James Schott, superintendent of schools, has argued that writing individual plans for such a large number of students would be costly and cumbersome. Denying the charges of discrimination, he said: "We share everyone's concern and interest in providing quality education for all students."

The district currently evaluates kindergartners and new students up to 3rd grade and places them in classrooms according to their needs, district officials said.


The New York State School Boards Association is suing the state of New York over the creation of a school district to serve handicapped students from a Hasidic Jewish community.

The Kiryas Joel district was created last year by the legislature as a solution to the problem of educating handicapped children from the strictly Orthodox Jewish sect, whose parents did not want them mingling with students from nearby public schools.

The parents had unsuccessfully sought to have the nearby Monroe-Woodbury school district provide separate special-education services for the approximately 200 handicapped students of the village. The village's other pupils attend private religious schools.

The school-boards association filed suit last month in the state supreme sourt in Albany, saying that the state would violate the First Amendment's establishment clause by allowing a religious group to form its own public school district.

The association also contends the Jewish district violates the state constitution and unlawfully segregates disabled children.

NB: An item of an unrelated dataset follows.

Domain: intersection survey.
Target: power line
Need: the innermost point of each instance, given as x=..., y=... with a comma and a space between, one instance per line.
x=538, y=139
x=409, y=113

The parents of a 6th-grade student killed in a school-bus accident near Boulder, Colo., last year have settled a suit against the district out of court for $45,000.

Kevin Swenby, age 11, died, and 21 other Whittier Elementary School students were injured when their bus skidded off a mountain highway while returning from a field trip. Authorities blamed badly adjusted brakes and driver error in the accident.

The award to Paul and Rose Swenby was the maximum amount allowed under state law, school officials said.

The parents of eight other children injured in the accident have notified the Boulder Valley School District that they intend to sue.

Under state law, the district can be liable for a maximum of $400,000 in connection with the incident. The district also paid all medical expenses for the injured children.